With a snip of scissors a red ribbon across the stairs to the Jordan Science Center at the Martha’s Vineyard Public Charter School fluttered apart Saturday and two classroom labs were ready to welcome students.

On Tuesday morning charter school students will begin the school year with a state of the art science center, a gift five years in the making from longtime Edgartown summer resident Robert Day.

Vernon Jordan and Paul Karasik. — Jeanna Shepard

Mr. Day has donated a total of $500,000 to the school, including $400,000 for the science center. That gift includes an initial donation of $200,000 and additional pledge of $200,000. Another $100,000 will go to the general support of the school.

The gifts comes through the W.M. Keck Foundation, where Mr. Day is chief executive officer. He donated in honor of his close friend Vernon Jordan, a Civil Rights activist, lawyer, Democratic adviser and longtime Island summer visitor.

Their friendship stretches back about 35 years and across political parties.

“I thought it would be nice to name it after Vernon, who has contributed so much to everybody in his life,” Mr. Day said Saturday. “I’m glad to be involved in Martha’s Vineyard and I love Vernon, so this all works out perfectly. I’m a happy camper.”

Robert Day and Vernon Jordan have been friends for about 35 years. — Jeanna Shepard

On Sunday Mr. Jordan recalled when he was in school in Atlanta, Ga. His segregated high school had one Bunsen burner in the chemistry lab, he said. One dollar was budgeted for each black student and $4 for each white student. Atlanta didn’t even have a high school for black children until 1926.

“This, today, is a long way from then and there,” Mr. Jordan said. “As people were talking, I kept thinking about that.”
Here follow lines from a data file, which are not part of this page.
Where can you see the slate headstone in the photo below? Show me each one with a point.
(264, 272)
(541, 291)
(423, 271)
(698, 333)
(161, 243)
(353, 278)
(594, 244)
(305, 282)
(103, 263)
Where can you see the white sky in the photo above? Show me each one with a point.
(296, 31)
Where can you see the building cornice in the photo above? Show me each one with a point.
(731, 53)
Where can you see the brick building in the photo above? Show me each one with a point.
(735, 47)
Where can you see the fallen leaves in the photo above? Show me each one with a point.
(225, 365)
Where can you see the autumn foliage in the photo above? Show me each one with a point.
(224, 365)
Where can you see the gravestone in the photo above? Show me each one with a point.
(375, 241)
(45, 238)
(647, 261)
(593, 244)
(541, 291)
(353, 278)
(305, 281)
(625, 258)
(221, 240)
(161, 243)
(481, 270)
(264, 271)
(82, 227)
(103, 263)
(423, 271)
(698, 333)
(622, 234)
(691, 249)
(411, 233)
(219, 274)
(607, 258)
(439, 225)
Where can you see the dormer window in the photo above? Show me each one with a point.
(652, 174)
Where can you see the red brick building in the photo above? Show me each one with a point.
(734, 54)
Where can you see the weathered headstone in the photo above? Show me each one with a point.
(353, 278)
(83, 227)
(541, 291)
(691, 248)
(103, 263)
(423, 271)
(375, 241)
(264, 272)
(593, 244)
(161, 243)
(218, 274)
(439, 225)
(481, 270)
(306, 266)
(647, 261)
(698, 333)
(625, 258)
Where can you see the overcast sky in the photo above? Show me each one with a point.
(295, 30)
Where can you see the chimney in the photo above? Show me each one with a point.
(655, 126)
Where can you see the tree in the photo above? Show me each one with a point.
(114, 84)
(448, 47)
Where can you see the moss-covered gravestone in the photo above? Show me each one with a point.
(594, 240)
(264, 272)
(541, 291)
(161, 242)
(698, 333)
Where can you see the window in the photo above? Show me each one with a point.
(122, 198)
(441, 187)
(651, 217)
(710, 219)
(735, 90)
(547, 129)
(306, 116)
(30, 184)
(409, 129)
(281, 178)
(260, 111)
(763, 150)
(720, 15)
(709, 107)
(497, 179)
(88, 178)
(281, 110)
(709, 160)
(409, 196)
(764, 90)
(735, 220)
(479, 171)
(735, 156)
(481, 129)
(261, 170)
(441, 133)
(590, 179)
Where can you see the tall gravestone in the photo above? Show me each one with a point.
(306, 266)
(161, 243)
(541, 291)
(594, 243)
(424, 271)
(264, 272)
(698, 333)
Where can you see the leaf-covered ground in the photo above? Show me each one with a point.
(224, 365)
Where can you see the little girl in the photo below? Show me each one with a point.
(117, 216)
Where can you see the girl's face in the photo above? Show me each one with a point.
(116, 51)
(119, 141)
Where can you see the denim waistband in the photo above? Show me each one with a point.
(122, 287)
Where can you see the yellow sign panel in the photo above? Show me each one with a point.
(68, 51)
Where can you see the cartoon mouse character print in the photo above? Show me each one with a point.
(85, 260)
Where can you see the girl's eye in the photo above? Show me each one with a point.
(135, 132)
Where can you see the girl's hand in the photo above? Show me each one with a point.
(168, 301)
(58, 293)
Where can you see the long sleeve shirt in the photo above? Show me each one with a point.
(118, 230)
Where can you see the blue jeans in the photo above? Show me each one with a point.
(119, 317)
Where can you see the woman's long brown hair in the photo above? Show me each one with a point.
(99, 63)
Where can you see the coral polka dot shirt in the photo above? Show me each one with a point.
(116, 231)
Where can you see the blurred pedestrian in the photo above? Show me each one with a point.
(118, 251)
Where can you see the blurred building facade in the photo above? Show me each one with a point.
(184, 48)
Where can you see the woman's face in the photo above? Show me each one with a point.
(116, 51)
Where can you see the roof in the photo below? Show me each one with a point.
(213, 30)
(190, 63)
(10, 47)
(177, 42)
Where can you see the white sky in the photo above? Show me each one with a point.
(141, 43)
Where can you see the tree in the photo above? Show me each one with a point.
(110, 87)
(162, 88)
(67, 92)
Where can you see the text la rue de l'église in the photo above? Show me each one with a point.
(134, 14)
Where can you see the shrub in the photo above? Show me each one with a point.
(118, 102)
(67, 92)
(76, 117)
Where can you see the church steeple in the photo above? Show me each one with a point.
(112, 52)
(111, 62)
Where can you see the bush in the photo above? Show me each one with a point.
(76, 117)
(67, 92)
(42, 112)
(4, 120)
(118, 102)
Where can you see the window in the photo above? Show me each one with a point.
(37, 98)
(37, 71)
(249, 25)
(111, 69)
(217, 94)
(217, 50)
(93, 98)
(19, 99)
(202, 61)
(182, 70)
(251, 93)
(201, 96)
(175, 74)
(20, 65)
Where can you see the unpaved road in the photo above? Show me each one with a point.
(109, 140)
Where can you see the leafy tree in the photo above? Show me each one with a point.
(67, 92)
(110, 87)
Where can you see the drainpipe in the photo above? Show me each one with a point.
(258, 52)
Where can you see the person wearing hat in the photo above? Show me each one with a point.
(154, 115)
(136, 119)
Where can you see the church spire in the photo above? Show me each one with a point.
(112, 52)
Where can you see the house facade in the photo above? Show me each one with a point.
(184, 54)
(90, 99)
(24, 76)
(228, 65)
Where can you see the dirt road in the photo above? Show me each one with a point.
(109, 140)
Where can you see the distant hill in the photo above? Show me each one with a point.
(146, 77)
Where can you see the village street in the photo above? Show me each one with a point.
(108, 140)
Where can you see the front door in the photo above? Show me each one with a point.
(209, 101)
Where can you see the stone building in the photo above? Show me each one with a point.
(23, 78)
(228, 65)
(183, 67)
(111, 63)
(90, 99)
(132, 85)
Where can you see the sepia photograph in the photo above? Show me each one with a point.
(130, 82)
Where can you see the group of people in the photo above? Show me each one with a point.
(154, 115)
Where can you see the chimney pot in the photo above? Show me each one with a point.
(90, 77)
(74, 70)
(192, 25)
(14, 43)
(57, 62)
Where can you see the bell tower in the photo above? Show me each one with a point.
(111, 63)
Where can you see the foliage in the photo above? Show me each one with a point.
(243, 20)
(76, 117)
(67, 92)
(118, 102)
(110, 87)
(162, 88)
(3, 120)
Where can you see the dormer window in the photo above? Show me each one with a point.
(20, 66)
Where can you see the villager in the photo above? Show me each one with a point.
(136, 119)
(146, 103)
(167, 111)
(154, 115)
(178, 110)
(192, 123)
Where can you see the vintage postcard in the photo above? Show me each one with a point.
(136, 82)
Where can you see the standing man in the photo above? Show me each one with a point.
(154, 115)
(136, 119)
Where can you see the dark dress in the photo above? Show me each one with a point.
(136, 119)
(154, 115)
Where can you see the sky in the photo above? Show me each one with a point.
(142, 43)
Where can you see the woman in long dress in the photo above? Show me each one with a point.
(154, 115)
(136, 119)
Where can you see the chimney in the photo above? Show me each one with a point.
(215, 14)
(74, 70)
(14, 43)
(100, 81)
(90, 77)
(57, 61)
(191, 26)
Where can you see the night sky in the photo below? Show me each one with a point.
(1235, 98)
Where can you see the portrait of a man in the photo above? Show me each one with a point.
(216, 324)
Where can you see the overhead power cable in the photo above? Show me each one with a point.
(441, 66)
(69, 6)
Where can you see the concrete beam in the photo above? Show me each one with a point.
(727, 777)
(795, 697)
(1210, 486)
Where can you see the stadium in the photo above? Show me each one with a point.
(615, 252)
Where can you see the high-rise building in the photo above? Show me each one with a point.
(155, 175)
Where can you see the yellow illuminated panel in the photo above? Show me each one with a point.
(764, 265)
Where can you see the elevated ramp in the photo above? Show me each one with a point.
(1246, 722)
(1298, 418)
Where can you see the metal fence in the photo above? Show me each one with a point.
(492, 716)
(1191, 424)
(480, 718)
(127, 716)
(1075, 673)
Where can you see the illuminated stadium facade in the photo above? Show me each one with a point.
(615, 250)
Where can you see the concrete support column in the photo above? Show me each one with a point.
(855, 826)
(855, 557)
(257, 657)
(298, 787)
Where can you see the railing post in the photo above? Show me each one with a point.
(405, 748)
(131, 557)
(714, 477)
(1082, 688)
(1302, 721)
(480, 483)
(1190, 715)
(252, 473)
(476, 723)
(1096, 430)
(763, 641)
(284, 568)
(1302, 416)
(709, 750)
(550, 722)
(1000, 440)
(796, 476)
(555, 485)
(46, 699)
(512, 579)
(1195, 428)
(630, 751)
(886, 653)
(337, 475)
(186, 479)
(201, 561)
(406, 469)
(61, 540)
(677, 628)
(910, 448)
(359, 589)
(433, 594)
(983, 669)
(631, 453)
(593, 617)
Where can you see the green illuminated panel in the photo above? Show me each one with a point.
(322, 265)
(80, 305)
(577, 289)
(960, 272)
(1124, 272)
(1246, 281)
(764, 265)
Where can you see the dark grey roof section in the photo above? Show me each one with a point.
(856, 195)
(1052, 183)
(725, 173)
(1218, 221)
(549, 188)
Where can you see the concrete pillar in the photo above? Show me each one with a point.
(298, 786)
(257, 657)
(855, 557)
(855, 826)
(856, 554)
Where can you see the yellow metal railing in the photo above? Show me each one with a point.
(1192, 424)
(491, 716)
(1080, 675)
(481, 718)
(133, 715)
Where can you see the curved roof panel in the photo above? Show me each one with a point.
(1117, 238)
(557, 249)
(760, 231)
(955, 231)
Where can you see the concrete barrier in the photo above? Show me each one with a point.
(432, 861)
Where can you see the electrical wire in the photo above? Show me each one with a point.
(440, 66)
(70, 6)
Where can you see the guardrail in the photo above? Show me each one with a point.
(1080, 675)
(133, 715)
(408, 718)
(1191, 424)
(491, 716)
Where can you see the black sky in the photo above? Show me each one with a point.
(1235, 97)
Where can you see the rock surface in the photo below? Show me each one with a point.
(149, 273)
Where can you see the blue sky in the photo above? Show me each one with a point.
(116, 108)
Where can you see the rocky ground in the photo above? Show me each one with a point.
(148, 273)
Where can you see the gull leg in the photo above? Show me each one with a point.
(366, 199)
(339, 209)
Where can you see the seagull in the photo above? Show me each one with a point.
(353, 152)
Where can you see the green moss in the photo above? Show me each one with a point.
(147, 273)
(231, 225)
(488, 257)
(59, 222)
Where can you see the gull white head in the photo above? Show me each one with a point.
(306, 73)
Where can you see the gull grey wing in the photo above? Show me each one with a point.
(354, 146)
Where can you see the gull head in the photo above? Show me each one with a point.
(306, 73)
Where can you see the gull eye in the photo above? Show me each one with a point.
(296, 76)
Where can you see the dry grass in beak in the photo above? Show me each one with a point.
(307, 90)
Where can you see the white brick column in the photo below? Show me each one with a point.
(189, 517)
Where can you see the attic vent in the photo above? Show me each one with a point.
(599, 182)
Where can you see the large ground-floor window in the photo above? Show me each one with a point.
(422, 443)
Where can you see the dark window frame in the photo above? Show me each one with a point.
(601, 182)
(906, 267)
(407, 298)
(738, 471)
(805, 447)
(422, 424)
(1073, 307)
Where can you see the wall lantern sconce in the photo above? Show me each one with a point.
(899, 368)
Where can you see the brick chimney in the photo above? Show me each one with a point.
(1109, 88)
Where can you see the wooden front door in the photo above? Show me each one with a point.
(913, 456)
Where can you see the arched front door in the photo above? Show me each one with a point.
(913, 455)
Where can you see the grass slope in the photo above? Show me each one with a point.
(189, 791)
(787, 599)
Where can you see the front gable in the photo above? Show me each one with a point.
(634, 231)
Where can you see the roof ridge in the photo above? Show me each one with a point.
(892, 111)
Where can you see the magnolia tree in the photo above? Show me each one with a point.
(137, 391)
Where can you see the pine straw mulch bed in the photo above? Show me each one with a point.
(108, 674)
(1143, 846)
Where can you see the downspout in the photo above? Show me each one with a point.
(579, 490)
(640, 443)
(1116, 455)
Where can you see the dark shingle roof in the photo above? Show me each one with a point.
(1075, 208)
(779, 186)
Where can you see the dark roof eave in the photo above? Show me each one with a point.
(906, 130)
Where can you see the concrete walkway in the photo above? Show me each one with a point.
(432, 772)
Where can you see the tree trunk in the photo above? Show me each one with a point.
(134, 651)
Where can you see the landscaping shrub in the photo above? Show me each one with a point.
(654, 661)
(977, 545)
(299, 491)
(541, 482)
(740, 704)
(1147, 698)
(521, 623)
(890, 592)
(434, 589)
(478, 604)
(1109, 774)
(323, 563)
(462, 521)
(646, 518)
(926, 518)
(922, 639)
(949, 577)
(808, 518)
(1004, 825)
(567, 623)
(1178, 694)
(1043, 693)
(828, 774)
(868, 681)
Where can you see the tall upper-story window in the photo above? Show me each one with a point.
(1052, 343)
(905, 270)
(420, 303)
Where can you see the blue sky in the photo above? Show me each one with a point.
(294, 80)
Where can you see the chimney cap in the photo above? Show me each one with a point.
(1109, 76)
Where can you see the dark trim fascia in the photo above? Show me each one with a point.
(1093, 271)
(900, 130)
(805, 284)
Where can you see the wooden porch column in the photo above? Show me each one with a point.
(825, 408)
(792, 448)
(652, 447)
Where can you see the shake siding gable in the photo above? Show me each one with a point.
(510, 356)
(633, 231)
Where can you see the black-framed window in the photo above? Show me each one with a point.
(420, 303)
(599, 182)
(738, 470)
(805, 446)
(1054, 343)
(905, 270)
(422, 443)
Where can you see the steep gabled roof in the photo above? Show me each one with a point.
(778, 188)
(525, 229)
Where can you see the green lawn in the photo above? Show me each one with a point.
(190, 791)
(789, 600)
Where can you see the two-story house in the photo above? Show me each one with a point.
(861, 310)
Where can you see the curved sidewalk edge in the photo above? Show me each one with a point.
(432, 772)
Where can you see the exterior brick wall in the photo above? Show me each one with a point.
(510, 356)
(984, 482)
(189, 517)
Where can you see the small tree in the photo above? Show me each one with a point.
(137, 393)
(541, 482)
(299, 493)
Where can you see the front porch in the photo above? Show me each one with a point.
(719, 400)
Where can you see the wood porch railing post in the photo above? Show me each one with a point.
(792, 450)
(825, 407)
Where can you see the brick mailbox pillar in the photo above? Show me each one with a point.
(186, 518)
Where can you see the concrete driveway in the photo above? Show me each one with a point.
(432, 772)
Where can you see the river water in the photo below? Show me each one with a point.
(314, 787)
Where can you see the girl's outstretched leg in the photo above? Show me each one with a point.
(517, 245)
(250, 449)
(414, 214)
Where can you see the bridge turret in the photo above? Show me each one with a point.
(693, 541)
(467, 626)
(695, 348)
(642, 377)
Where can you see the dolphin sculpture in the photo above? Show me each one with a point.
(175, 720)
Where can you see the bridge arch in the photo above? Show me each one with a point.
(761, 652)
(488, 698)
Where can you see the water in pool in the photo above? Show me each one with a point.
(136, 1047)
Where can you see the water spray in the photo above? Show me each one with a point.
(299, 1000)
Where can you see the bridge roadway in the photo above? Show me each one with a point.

His science teachers in high school and college would be stunned by the science center, he said.

“I’m 81 years old and I have 80 honorary degrees from some of the best schools in this country, but this [science center] named for me thanks to my friend Robert Day means as much to me as any one of those honorary degrees, or all of them combined,” he said. “It means that much to me.”

Future scientist checks out the new Jordan Science Center. — Jeanna Shepard

He thanked Mr. Day for honoring him.

“I’m honored that he chose me, his buddy,” he said.

Charter school director Robert Moore said he hopes the students will learn from Mr. Jordan and his career.

“We want our students to know your story, so they will be inspired to be change agents in their lives,” he said.

Charter school senior Isabella Quinones-Morais thanked Mr. Day and Mr. Jordan. She said her love of science never wavered at the charter school, even within the constraints of previously outdated equipment.

“Although I will only use the new labs for one more year, I’m excited to think of all the amazing developments I’m sure to hear about when I come back to visit,” she said. “As a charter school graduate we always want to leave a place better than when we found it.”

Robert Day and Steve Ewing. — Jeanna Shepard

Steve Ewing, Edgartown poet laureate and husband of school founding member Claudia Ewing, read a poem he penned for the occasion titled Make it Plain after a book by Mr. Jordan.

Walking into the new wing, Mr. Moore remembered how 18 years ago the charter school was just a main hall with a few trailers attached.

“Now, with the new addition, we have a serious campus,” he said.

Rebecca Connor, the ninth and tenth grade science teacher, stood in the new wing with Mr. Day.

“This is my classroom, thanks to you,” she said.